Vergangenen Montag ereignete sich ein erschütternder Unfall in Berlin, der erneut ein grelles Licht auf die menschenunwürdigen Lebensumstände von Obdachlosen und Wohnungslosen (ohne festen Wohnsitz) wirft.
Ein 33-Jähriger hatte offenbar Schutz vor der Nacht mit bis zu minus 4 Grad Celsius zwischen den Papier- und Pappschichten eines Müllcontainers gesucht und geschlafen, als dieser in den frühen Morgenstunden geleert wurde.
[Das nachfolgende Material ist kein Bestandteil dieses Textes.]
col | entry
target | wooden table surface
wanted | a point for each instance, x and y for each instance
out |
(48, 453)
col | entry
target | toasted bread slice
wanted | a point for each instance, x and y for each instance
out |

Arbeiter des Müllladers bemerkten den Mann erst, als er in der Öffnung des Müllwagens eingeklemmt wurde und verzweifelt um Hilfe rief. Um nicht die Müllpresse auszulösen, durfte der Container nicht abgesenkt werden. Trotz sofortiger Alarmierung der Feuerwehr, die Löcher in das Fahrzeug und die Presse schnitt, konnte er nicht gerettet werden. Die beiden Müllarbeiter, die einen Schock erlitten, wurden im Krankenhaus versorgt.
Der tödliche Unfall ist Folge des kapitalistischen Systems, das die Bedürfnisse der Mehrheit der Bevölkerung unter die Profitinteressen einer kleinen, obszön reichen Elite stellt.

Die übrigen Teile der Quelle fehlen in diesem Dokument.